Why this matters: Weak supervision bridges the gap between fully manual annotation and fully synthetic generation. In production settings, you often have domain-specific heuristics (keyword patterns, metadata signals, existing business rules) that capture partial labeling signal. The label model's job is to combine these noisy, overlapping signals into probabilistic labels that are good enough for training. This is especially valuable when you need to label millions of examples for classification fine-tuning tasks.

Fun Fact

Snorkel, the framework that popularized programmatic labeling, was named after the idea of getting a shallow, noisy view of the data rather than a deep dive. The metaphor works: you see enough to navigate, but not enough to write a marine biology thesis.

Real-World Scenario
Combining Weak Supervision Sources for Email Intent Classification

Who: A product team at a CRM company building an automated email routing system that classifies incoming customer emails into 8 intent categories (billing inquiry, feature request, bug report, cancellation, upgrade, general question, spam, partnership).

Situation: They had 200,000 unlabeled customer emails and only 500 manually labeled examples.

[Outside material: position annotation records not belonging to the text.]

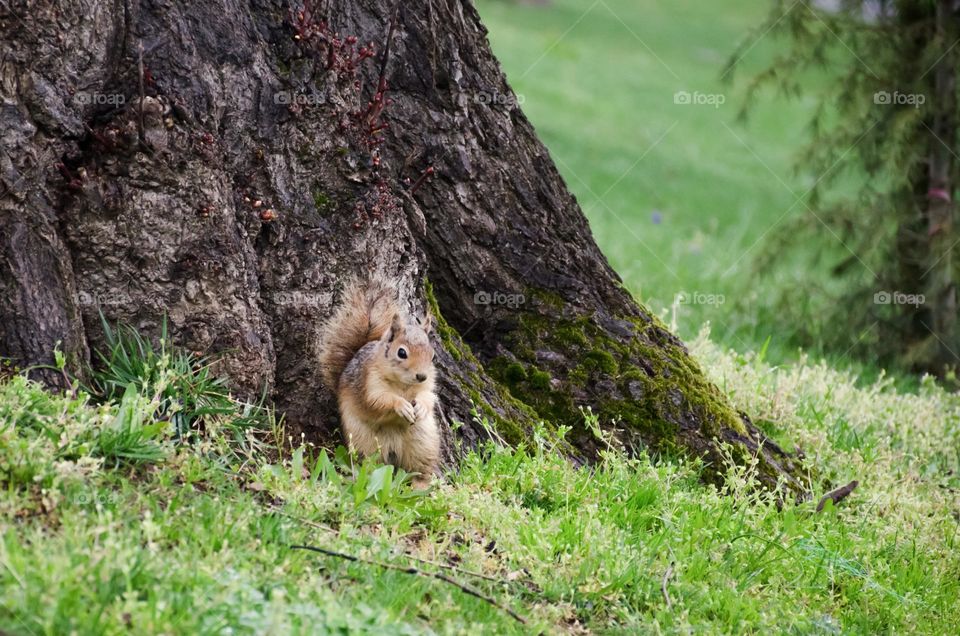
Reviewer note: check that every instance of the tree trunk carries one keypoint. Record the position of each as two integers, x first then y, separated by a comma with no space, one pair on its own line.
940,284
228,163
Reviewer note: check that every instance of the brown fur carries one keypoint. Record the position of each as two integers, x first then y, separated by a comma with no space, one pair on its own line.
386,408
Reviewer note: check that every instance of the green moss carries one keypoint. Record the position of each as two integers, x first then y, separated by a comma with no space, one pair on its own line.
512,432
650,401
603,361
448,335
540,380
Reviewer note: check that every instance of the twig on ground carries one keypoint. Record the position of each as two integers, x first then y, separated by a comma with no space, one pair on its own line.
417,572
663,585
439,564
838,495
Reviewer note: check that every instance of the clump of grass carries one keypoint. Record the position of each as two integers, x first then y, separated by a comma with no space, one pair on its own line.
189,395
201,542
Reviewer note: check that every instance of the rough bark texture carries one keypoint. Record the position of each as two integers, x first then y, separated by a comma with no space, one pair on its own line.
238,173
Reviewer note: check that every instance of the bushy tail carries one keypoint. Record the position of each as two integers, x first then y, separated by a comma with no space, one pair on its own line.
364,314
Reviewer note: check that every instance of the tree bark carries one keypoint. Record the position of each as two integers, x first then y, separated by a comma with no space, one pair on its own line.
237,169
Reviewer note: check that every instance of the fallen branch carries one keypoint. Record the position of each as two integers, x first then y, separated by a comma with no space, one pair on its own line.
838,495
439,564
417,572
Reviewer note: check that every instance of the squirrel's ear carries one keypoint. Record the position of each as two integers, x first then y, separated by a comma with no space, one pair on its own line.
396,328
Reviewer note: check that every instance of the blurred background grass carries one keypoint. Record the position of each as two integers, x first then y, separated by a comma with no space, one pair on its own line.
680,197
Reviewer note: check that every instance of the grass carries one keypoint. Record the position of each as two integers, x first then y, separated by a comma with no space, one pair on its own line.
196,538
680,197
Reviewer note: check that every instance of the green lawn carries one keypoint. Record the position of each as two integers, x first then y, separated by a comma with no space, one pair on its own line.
678,195
112,521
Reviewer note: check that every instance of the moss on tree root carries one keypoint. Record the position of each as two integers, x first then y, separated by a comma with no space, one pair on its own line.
636,376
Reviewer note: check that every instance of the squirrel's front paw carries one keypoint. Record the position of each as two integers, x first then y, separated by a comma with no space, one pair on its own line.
406,410
420,411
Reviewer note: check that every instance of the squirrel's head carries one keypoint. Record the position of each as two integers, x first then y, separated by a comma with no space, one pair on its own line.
407,350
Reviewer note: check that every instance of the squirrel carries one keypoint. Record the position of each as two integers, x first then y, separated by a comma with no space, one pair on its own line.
379,362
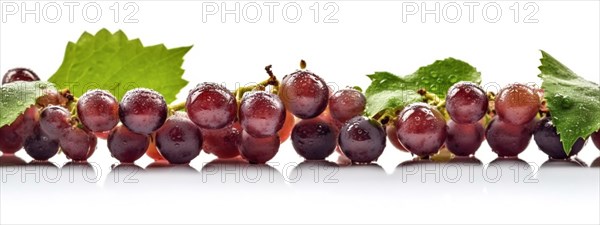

Labeling at scale was impractical because the emails contained sensitive customer data that could not be shared with external annotators.

Problem: A classifier trained on 500 examples achieved only 61% accuracy. An LLM-based classifier reached 79% but cost $0.02 per email, totaling $4,000/month at their volume, and introduced unacceptable latency (2 seconds per classification) for real-time routing.

Dilemma: They could label more data internally (slow, diverts engineering time), rely on the LLM classifier in production (expensive, slow), or use weak supervision to combine the LLM with cheaper heuristic signals to generate training data for a fast, cheap model.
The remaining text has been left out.